This explanation courtesy of TABS, the Texas Automated Buoy System, a real time oceanographic data system supporting oil spill prevention and response.
How to Read a Stick Plot
After you've selected a buoy and clicked on the
"Hourly" or "Filtered" options to see a graph of
the latest data, you are suddenly confronted with a page containing multiple graphs stacked on top of each other. The one you are interested in is the odd-looking one at the top. This graph is called a "stick plot" and the following
are some tips on reading one of these graphs.
Each "stick" (also called a vector) on the stick plot contains three pieces of information: direction, time, and magnitude (strength).
Direction: It helps if you imagine a small arrowhead on the end of each stick (see the first stick in the example below). Then each arrow
is pointing in the compass direction the current is going "to". The directions follow the conventions for hardcopy maps...a stick pointing to the upper right of the page is pointing northeast, a stick pointing to the bottom of the page is pointing due south, etc. (Side note: remember, wind is described by the direction it is coming "from", currents are described by the direction they are going "to".) The example below has the compass direction (NE = northeast, NNE = north northeast, etc.) posted at the end of each stick. For clarity, only the 6th hourly reading is shown.
Time: All of the graphs on the page share the same time axis which is located at the bottom of the page. As you move from left to right along the time axis, you are moving forward in time. The base of each stick in the stick plot marks the time at which that measurement was made. Each stick that you encounter while moving from left
to right represents a half-hourly current reading. Time is given in UTC (Universal Coordinated Time). Note: Eastern Standard Time (EST) = UTC - 5 hours, Eastern Daylight Savings Time (EDT) = UTC - 4 hours.

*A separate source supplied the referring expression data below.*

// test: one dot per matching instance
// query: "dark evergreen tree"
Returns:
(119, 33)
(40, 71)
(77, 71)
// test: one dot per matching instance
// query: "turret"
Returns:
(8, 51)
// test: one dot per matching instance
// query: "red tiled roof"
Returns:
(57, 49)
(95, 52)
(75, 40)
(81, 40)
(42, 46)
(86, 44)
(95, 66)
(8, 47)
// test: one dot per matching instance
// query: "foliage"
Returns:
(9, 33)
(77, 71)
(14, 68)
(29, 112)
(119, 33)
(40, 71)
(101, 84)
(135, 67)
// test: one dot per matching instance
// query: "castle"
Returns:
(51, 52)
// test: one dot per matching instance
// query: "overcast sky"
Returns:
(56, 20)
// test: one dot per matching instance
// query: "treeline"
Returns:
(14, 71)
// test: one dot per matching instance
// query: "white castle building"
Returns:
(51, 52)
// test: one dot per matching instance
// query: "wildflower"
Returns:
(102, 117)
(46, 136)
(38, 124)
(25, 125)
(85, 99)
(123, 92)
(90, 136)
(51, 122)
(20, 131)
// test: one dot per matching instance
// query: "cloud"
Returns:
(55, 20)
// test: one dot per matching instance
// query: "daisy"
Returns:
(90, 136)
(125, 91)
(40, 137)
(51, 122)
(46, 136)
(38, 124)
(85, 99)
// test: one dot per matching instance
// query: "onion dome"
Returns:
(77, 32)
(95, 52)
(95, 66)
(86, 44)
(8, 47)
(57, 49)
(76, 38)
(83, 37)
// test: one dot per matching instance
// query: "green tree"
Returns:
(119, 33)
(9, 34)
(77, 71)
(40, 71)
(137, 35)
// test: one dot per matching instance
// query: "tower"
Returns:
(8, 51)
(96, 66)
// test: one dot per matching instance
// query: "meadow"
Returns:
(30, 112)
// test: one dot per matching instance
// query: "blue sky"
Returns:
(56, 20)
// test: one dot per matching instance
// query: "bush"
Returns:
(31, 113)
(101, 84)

Magnitude (Strength): This is the reading that initially gives most people some trouble. A common mistake is trying to read the speed of the current by drawing a horizontal line from the end of the stick over to the "y-axis" on the graph. The graduated vertical lines on the left side of the graph are scales that can be used to estimate speed in either cm/s (cm s-1) or knots. These scales differ from a traditional y-axis in the way you work with them. The key is to rotate either the scale or the stick in question so that the two are parallel to each other. One way is to use a ruler to measure the stick and then hold the measurement alongside the scale to get an estimate of speed. The procedure
is a lot like rotating the scale on a road map to line up in the direction you are traveling to estimate the distance. The following example shows 2 of the sticks being visually rotated to align
parallel with the speed scales.
If you didn't follow this explanation, just remember that longer sticks represent faster currents and shorter sticks represent slower currents.